It's using and remixing available stereotypes to their limit to create cartoonishly distilled essences that allow for quick action in the partitioned but not wholly divided setting. There are stark boundary lines all over the place, governing laws, behavior, and life-or-death stakes for everyone within these borders, lit by each Franchise's signage and governed by their franchisee manuals. Where the grooves of life are so well worn around most denizens that they barely notice a disturbance to their routines, unless they’re the protagonist, Hiro Protagonist or perhaps the Kourier Y.T. There's a franchise for most things, and some of those things are racism. There's some fatphobia and scattered ableist language which seem to be regular levels of bigotry instead of forming the kind of pointed social commentary which underpins and incorporates the other -isms.

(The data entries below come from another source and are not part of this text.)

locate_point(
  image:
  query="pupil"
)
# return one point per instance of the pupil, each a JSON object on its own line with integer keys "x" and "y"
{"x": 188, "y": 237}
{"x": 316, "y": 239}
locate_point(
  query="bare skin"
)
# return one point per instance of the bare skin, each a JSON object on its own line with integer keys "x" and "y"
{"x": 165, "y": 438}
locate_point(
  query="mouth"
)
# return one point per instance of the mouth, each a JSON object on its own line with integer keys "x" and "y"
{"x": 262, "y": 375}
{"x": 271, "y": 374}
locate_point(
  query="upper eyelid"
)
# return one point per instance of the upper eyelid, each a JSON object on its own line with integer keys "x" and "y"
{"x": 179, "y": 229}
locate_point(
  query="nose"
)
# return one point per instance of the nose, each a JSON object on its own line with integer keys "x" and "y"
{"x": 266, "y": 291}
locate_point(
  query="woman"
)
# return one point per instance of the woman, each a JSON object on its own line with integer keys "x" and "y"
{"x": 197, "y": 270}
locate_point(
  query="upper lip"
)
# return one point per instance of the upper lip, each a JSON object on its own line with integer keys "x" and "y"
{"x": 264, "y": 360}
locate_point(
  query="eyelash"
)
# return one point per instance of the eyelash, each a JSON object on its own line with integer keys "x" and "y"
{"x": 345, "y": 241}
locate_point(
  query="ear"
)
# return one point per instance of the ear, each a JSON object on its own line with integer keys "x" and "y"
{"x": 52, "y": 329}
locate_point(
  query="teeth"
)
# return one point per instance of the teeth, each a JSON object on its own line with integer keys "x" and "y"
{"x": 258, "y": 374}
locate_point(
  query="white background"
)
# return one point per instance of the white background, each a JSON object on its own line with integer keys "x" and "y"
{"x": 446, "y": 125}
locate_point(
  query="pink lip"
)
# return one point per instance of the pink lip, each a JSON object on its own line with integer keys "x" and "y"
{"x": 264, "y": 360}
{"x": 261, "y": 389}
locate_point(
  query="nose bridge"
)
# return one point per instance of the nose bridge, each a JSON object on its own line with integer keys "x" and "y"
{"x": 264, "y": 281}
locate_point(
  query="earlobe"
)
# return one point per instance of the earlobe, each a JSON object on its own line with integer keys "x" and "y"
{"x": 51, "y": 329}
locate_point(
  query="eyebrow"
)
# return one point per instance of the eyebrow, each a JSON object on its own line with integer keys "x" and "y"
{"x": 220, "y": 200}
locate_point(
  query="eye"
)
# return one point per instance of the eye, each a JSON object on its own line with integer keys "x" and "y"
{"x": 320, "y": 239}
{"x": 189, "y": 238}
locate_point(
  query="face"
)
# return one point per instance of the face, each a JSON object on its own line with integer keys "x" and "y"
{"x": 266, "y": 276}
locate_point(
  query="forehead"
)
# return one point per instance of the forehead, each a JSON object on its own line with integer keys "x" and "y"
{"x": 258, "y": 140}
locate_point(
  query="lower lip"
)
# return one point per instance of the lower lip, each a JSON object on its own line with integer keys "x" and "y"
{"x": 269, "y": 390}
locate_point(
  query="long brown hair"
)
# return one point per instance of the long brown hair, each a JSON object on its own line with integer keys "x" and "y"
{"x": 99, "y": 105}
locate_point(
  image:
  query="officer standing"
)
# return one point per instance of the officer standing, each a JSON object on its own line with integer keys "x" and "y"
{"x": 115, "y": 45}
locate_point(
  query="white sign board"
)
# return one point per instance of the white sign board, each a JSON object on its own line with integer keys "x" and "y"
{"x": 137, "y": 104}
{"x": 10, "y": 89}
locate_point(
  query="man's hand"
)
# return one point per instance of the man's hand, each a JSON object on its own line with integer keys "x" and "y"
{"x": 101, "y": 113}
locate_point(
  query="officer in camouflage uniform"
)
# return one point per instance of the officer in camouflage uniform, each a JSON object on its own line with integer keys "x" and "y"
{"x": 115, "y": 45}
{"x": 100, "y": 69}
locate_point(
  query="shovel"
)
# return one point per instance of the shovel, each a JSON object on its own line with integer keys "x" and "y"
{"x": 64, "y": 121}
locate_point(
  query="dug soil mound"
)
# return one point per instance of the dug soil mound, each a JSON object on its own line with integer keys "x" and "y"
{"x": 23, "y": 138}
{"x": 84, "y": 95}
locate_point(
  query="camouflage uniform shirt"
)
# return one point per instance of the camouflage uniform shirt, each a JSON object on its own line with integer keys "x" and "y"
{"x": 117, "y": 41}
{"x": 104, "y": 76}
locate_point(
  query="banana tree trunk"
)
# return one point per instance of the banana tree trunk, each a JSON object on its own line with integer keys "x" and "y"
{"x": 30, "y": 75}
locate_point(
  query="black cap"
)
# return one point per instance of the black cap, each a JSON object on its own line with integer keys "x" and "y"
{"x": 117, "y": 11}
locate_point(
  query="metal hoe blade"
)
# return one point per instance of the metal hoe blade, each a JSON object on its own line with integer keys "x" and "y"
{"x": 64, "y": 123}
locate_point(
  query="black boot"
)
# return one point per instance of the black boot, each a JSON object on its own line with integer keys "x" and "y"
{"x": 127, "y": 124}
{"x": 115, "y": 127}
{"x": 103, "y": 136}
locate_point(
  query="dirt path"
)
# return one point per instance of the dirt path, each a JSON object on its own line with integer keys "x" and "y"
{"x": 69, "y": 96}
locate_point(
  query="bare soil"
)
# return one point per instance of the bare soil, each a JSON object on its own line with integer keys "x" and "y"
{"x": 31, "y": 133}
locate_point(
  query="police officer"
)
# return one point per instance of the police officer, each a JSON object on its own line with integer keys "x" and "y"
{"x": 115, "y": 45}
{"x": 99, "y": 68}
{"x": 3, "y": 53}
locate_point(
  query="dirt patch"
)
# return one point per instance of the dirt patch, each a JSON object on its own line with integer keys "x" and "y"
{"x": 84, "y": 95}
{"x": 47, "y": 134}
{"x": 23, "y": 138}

Hiro’s biracial identity (Black/Japanese) matters to the story and exists for more than the surface-level excuse to name the main character “hero protagonist” with alternate spelling. There are several moments where he figures out things based on how someone reacts (or doesn’t) to his appearance and background.
Y.T. isn't as introspective as Hiro, but she gets a decent amount of focus and her perspective is integral to the story, both as an active agent and as an observer with a very different point of view from Hiro, a non-hacker one.
As a cultural artifact, this feels more prescient than it perhaps has a right to be because a lot of people have tried to make things more like the world imagined here, and that's not always a good thing. Reading it now is strange because even something like the word "avatar" as a representation of one's physical self in a digital context was popularized by this book and so it doesn't feel new, though it was at the time.
CW for racism (graphic), racial slurs (graphic), ableist language, xenophobia, fatphobia, homophobia, sexual content (explicit), adult/minor relationship (explicit), sexism, pregnancy (backstory), misogyny, drug use, drug abuse, excrement (brief), blood (graphic), gore (graphic), violence (graphic), gun violence (graphic), animal death, death (graphic).